There are many positive reasons to purchase a used vehicle instead of a new vehicle, but a lower financial investment is usually the number one reason. Since the used vehicle market isn't tightly regulated and certain risk factors are involved in the purchase of a used vehicle, consumers often seem to take a leap of faith when making the big purchase. Without even realizing, a buyer could have purchased the vehicle of their dreams just by doing a little extra research and some smart shopping. But all too often, this isn't the case.
How great is the actual risk associated with purchasing a used vehicle? The answer depends on three main factors. First: who are you buying the vehicle from? Second: how much do you know about the history of the vehicle? Third: what is the current condition of the vehicle?
There are several common mistakes that can make your shopping experience result in a bad vehicle, a bad experience, or both. Awareness of these common mistakes goes a long way toward making your used vehicle shopping experience a positive one.
Here are five of the most common mistakes people make when purchasing a used vehicle:
1. NOT RESEARCHING THE SELLER & THE VEHICLE
Today, research is as easy as pulling out a smart phone. Yet many shoppers consistently fail to research the vehicles, as well as the sellers, they are considering. An online search can offer a wealth of information from seller reviews to common mechanical problems associated with the vehicle you are considering. Dealers who consistently sell poor quality vehicles and provide poor customer service can be quickly uncovered through simple research. You can also determine average prices for vehicles in your area which can give you knowledge and negotiating leverage.
2. NOT OBTAINING A VEHICLE HISTORY REPORT
When purchasing a used vehicle, you should always run a vehicle history report, such as a Carfax or Autocheck report. Even the most trustworthy appearing seller might be trying to hide an accident, flood damage, or an odometer rollback. If you aren't particularly concerned about these things, you can be sure that other buyers will be, and that will hinder your ability to re-sell the vehicle when the time comes.
3. NOT GETTING A THOROUGH MECHANICAL & MAINTENANCE INSPECTION
Modern vehicles are incredibly complex. Multiple systems such as the air conditioning, heater, lights, computer, heated seats, wipers and other accessories, as well as countless engine and body components, must all function properly while simultaneously moving you safely and comfortably down the road. With so many systems and components, a mechanical and maintenance inspection is a necessity and should not be considered optional. The inspection should be thorough, and should be completed by an independent, third-party mechanic NOT employed or associated with the seller or dealer. The used car dealer or seller should give you a copy of the inspection report, or the report should be accessible online. Do not settle for any inspection completed by the dealership or seller's own mechanic as this may cause conflicts of interest, and you cannot be sure the inspection is unbiased.

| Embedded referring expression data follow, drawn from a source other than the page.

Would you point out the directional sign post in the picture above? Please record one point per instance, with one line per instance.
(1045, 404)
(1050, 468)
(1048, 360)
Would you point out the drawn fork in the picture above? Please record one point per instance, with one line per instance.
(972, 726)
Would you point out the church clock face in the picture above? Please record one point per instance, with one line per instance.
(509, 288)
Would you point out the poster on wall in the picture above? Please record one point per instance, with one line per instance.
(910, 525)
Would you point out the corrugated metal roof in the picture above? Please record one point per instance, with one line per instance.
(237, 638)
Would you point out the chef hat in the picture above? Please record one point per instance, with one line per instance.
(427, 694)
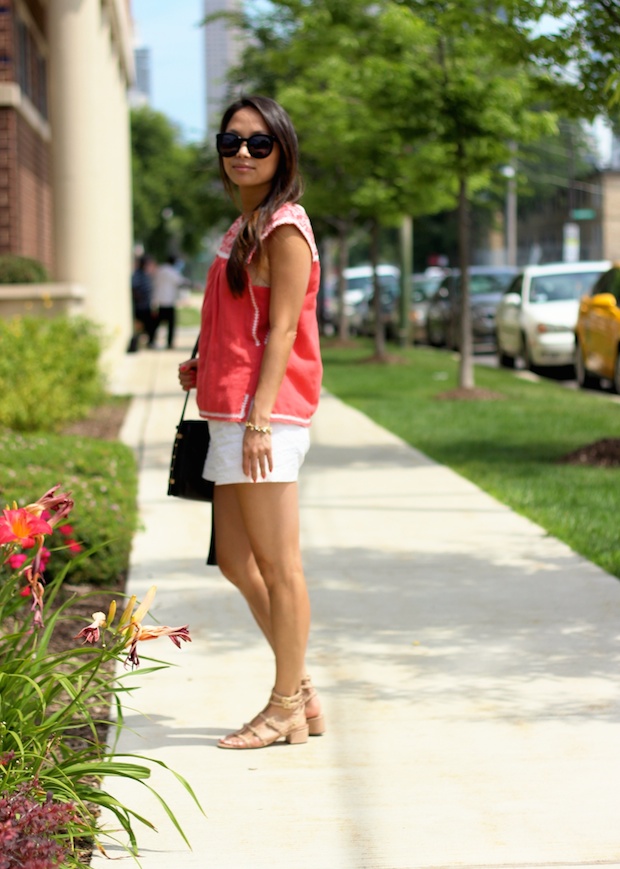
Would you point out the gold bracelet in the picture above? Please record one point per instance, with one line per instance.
(262, 429)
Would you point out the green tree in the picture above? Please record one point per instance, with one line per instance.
(355, 80)
(177, 196)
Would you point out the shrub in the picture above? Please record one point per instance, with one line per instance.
(102, 477)
(21, 270)
(54, 702)
(49, 372)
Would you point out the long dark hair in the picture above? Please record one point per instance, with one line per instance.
(286, 185)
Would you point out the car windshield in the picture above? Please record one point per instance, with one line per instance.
(358, 283)
(423, 288)
(480, 285)
(561, 288)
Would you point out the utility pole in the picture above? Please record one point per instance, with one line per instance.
(510, 173)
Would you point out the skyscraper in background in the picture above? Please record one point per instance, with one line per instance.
(222, 51)
(140, 92)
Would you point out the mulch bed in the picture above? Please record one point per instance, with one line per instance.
(601, 454)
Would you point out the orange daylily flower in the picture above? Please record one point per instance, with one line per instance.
(131, 622)
(153, 632)
(22, 527)
(91, 633)
(60, 505)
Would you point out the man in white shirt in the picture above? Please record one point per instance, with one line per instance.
(166, 284)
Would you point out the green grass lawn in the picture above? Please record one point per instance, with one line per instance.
(508, 447)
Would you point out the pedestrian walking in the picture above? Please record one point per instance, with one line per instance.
(167, 281)
(142, 300)
(258, 377)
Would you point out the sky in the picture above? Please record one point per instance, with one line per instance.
(170, 31)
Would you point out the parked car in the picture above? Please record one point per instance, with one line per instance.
(357, 295)
(423, 288)
(597, 336)
(486, 286)
(537, 315)
(360, 278)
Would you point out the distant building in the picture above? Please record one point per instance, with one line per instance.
(65, 156)
(140, 92)
(223, 47)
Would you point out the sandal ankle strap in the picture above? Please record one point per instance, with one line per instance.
(285, 702)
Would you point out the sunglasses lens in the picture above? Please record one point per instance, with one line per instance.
(260, 146)
(228, 144)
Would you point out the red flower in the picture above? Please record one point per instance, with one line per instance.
(21, 526)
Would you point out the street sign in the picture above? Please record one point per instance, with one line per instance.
(582, 214)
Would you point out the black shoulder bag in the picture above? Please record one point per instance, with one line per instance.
(189, 452)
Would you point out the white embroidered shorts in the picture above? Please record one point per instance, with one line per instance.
(289, 445)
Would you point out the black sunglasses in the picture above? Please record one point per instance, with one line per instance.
(260, 145)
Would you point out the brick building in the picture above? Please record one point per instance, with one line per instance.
(65, 157)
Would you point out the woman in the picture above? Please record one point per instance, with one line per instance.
(258, 377)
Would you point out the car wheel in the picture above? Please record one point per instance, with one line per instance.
(584, 378)
(505, 360)
(527, 354)
(435, 338)
(616, 380)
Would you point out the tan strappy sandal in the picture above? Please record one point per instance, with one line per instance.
(316, 724)
(264, 730)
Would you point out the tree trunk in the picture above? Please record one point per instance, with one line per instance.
(406, 268)
(466, 364)
(374, 261)
(343, 261)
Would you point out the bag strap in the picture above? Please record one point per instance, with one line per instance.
(193, 356)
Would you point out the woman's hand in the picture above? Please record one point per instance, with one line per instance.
(188, 374)
(257, 458)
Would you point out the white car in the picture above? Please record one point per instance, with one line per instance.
(537, 314)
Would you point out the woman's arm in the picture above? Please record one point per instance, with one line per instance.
(290, 262)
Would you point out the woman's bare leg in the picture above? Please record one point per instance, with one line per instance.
(238, 564)
(236, 559)
(270, 514)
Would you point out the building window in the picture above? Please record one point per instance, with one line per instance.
(31, 69)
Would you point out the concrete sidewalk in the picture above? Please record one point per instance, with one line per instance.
(468, 665)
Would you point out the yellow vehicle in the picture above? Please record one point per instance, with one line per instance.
(597, 335)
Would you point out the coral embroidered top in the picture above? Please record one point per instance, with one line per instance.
(235, 331)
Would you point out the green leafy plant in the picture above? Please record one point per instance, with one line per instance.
(49, 372)
(102, 478)
(21, 270)
(52, 727)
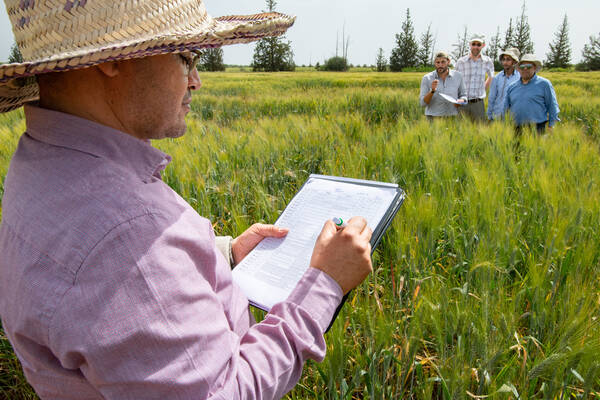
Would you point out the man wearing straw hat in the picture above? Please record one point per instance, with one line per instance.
(531, 99)
(509, 59)
(111, 285)
(474, 67)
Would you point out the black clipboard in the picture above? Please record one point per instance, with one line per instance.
(379, 229)
(246, 282)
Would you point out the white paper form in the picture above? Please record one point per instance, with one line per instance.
(272, 270)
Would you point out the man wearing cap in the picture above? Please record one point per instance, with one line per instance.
(509, 59)
(474, 67)
(531, 99)
(111, 285)
(441, 81)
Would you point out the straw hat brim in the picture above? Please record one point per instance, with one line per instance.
(233, 29)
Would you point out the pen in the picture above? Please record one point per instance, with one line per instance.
(339, 223)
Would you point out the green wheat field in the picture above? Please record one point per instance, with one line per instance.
(486, 285)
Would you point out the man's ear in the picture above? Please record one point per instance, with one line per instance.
(110, 69)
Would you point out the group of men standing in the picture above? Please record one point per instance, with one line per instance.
(517, 89)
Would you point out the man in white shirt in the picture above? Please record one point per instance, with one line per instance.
(474, 67)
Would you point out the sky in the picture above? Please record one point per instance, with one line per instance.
(372, 24)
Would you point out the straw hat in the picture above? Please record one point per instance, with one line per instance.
(513, 53)
(477, 38)
(531, 59)
(62, 35)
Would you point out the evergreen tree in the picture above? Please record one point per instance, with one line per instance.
(522, 36)
(211, 60)
(381, 61)
(509, 36)
(560, 50)
(405, 54)
(273, 53)
(493, 48)
(426, 47)
(335, 63)
(461, 47)
(591, 54)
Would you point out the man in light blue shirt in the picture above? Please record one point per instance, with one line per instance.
(509, 59)
(531, 99)
(442, 81)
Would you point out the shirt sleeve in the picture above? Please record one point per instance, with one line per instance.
(551, 104)
(153, 314)
(425, 88)
(490, 68)
(462, 91)
(492, 98)
(507, 98)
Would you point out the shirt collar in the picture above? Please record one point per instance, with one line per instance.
(68, 131)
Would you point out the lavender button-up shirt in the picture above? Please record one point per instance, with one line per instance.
(111, 285)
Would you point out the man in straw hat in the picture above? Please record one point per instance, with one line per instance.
(474, 67)
(442, 81)
(111, 285)
(531, 99)
(509, 59)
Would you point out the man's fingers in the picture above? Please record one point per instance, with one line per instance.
(267, 230)
(357, 222)
(366, 234)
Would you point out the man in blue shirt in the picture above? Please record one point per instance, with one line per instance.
(531, 99)
(509, 59)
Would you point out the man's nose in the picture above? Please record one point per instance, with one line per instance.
(194, 82)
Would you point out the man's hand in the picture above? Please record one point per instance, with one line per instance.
(344, 254)
(243, 244)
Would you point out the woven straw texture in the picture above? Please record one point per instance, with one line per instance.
(58, 35)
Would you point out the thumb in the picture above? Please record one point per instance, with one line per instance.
(328, 230)
(266, 230)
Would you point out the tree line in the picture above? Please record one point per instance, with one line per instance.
(410, 52)
(275, 53)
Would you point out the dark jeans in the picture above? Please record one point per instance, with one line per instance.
(540, 128)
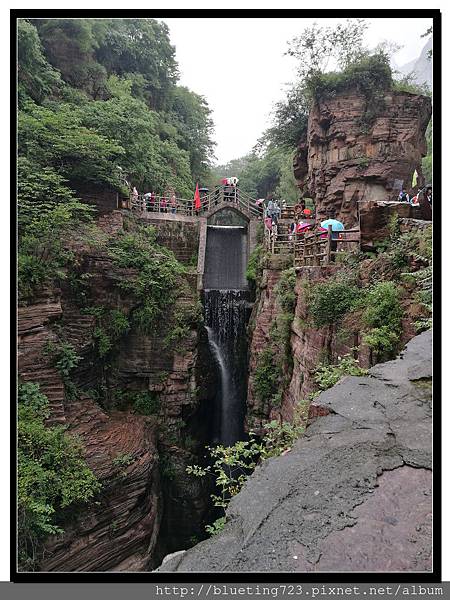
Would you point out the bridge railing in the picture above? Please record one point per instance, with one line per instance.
(311, 248)
(221, 196)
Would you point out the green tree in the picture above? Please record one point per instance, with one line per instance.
(70, 46)
(191, 117)
(36, 77)
(52, 474)
(57, 139)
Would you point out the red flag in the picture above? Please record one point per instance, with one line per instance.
(197, 201)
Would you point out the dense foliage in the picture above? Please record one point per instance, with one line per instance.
(330, 301)
(329, 60)
(99, 106)
(232, 465)
(52, 474)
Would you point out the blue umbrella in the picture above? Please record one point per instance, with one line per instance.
(335, 225)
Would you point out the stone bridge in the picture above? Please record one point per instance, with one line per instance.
(229, 197)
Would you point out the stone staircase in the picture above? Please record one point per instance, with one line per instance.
(77, 327)
(50, 384)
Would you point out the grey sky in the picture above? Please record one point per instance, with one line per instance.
(239, 66)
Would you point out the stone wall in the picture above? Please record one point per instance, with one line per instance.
(346, 160)
(309, 345)
(121, 529)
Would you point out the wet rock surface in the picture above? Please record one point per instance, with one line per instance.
(354, 494)
(348, 160)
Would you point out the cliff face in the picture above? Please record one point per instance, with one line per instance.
(353, 494)
(347, 160)
(308, 346)
(140, 460)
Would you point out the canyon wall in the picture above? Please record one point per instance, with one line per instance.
(148, 505)
(352, 494)
(308, 346)
(349, 159)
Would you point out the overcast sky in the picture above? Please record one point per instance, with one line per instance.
(239, 66)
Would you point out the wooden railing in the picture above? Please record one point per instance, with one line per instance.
(311, 248)
(224, 196)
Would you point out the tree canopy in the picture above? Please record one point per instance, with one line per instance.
(97, 94)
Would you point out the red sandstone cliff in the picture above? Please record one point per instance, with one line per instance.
(121, 528)
(346, 160)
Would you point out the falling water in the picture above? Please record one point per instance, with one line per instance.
(226, 306)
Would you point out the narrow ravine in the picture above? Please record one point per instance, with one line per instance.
(226, 314)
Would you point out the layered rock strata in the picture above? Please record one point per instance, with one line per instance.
(353, 494)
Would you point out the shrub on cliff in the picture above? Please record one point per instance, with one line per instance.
(157, 273)
(52, 475)
(329, 301)
(383, 314)
(254, 265)
(266, 376)
(328, 375)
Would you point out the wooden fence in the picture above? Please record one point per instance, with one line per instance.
(312, 248)
(221, 197)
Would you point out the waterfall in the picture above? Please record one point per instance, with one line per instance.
(225, 321)
(226, 308)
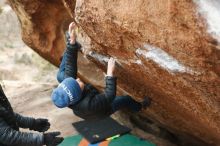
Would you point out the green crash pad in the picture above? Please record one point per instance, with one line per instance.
(124, 140)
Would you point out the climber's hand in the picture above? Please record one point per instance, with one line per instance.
(72, 32)
(52, 139)
(111, 67)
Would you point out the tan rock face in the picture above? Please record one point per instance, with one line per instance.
(164, 49)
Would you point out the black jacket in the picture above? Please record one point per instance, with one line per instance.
(10, 124)
(93, 105)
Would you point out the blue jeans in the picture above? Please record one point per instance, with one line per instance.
(118, 103)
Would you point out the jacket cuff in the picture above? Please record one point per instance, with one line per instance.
(75, 46)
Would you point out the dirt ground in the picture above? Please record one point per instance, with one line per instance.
(27, 79)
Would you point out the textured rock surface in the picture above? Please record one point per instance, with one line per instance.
(164, 49)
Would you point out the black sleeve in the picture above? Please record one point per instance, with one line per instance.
(9, 136)
(24, 122)
(71, 59)
(100, 101)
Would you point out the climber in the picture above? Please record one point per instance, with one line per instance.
(10, 123)
(84, 99)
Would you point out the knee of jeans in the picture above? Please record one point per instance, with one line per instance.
(60, 76)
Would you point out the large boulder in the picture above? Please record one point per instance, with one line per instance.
(167, 50)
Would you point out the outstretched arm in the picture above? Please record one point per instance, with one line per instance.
(71, 53)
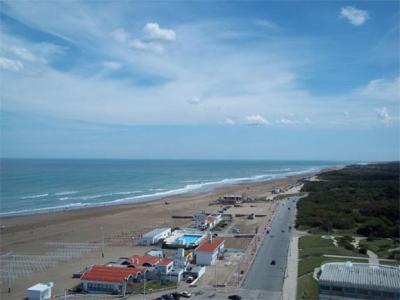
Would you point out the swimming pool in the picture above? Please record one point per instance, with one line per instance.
(188, 239)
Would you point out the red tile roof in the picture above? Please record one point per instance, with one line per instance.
(208, 246)
(138, 260)
(110, 274)
(165, 262)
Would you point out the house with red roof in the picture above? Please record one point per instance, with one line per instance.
(110, 279)
(207, 252)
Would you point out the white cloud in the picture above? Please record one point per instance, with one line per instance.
(229, 121)
(307, 121)
(120, 35)
(286, 121)
(10, 64)
(194, 100)
(256, 120)
(354, 15)
(23, 53)
(153, 31)
(382, 89)
(146, 46)
(265, 23)
(383, 115)
(112, 65)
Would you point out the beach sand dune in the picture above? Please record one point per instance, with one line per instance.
(29, 234)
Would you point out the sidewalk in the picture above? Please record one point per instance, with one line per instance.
(290, 284)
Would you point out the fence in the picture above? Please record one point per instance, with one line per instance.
(14, 266)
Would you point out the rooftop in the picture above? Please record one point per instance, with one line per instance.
(208, 246)
(110, 274)
(156, 231)
(165, 262)
(361, 275)
(139, 260)
(41, 287)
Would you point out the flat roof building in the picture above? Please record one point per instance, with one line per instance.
(339, 281)
(208, 251)
(40, 291)
(154, 236)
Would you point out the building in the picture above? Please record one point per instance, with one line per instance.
(231, 199)
(203, 221)
(110, 279)
(182, 258)
(208, 252)
(339, 281)
(154, 236)
(186, 238)
(40, 291)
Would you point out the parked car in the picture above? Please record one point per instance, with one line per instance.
(186, 294)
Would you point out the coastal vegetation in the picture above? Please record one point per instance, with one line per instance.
(358, 199)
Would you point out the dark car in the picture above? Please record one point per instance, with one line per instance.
(234, 297)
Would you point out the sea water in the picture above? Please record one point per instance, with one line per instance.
(44, 185)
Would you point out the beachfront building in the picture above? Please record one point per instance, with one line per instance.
(40, 291)
(157, 268)
(207, 252)
(182, 258)
(110, 279)
(186, 238)
(202, 221)
(154, 236)
(230, 199)
(348, 281)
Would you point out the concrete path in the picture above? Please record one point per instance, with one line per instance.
(267, 273)
(372, 258)
(290, 284)
(341, 256)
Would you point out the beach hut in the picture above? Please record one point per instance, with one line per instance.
(207, 253)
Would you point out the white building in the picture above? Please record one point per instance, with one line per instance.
(350, 281)
(40, 291)
(109, 279)
(204, 221)
(182, 259)
(207, 253)
(152, 237)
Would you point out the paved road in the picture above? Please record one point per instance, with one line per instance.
(266, 279)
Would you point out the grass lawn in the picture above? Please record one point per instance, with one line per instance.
(311, 251)
(307, 288)
(154, 285)
(380, 246)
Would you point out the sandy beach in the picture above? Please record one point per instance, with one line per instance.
(29, 234)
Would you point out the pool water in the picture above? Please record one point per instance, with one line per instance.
(188, 239)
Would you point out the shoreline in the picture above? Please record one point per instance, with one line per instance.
(26, 233)
(187, 190)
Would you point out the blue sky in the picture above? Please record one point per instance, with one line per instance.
(200, 79)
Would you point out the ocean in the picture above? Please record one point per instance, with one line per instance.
(31, 186)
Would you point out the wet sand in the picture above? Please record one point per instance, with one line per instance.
(28, 234)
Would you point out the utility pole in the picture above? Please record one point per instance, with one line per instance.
(102, 241)
(9, 273)
(144, 285)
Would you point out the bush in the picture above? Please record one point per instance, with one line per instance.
(363, 250)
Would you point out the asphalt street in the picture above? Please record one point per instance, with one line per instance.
(268, 270)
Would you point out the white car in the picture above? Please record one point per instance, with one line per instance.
(185, 294)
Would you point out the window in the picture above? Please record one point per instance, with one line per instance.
(362, 292)
(324, 287)
(337, 288)
(388, 295)
(349, 290)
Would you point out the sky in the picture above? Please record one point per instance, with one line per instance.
(314, 80)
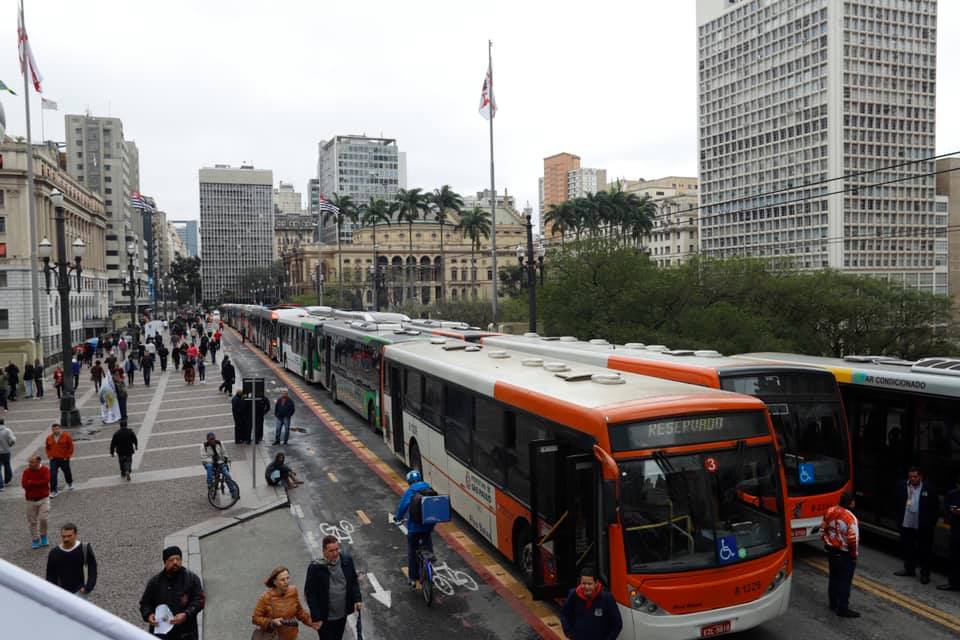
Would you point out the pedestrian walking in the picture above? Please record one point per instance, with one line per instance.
(121, 388)
(28, 380)
(590, 613)
(35, 481)
(7, 440)
(58, 381)
(840, 532)
(278, 608)
(13, 380)
(71, 565)
(146, 366)
(283, 410)
(59, 448)
(241, 418)
(38, 378)
(229, 375)
(919, 510)
(180, 590)
(130, 368)
(332, 590)
(951, 508)
(75, 367)
(124, 444)
(261, 408)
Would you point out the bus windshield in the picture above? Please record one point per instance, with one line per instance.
(807, 416)
(701, 510)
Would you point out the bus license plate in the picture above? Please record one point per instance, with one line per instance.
(716, 629)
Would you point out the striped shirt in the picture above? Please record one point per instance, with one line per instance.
(840, 530)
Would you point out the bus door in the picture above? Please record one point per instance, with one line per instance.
(396, 407)
(563, 504)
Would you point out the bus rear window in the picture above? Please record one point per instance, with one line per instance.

4. NOT TAKING A THOROUGH TEST DRIVE
Some drivers may know instantly that they like a vehicle. However, a test drive is absolutely necessary to discover certain issues and potential problems. Unusual noises in the suspension, alignment issues, engine and transmission performance issues, brake problems and more, can all be discovered during a test drive. Always take a thorough test drive before signing any paperwork. The pre-purchase inspection should include a thorough test drive, as well. The test drive should include various speeds, road conditions, and braking conditions. The driver should inspect the gauges, operate the windshield wipers/washers, and heater and air conditioning systems, and get a general feel for the overall operation and performance of the vehicle while it is being driven.
5. FALLING IN LOVE WITH THE VEHICLE TOO SOON
Used car sales representatives, no matter how nice and friendly they may be, are trained to do one thing: sell you a vehicle. If you fall in love with a vehicle before you purchase it, and if you show the seller you have fallen in love with the vehicle, you are unlikely to get the best possible deal. Keeping your emotions under control will help you when the time comes to negotiate and seal the deal. While it might be hard, try to contain your excitement until you have reached an agreement on the price, or preferably until you are safely driving away in your new vehicle. Then you can be as joyful as you'd like.
While risk can never be completely eliminated from a used vehicle purchase, there are things you can do to reduce the chance of getting stuck in a vehicle with hidden problems. Remember: Gather as much information as possible, including researching the seller as well as the vehicle; Find out the vehicle's history; Have the vehicle inspected by an independent, third-party mechanic not associated with the seller; Test drive the vehicle; And finally, contain your emotions until you have completed items one through four and have successfully made the purchase.
These steps require minimum effort but can result in maximum reward. Following these guidelines will make your used vehicle purchase experience a positive one and will keep you on the road for years to come.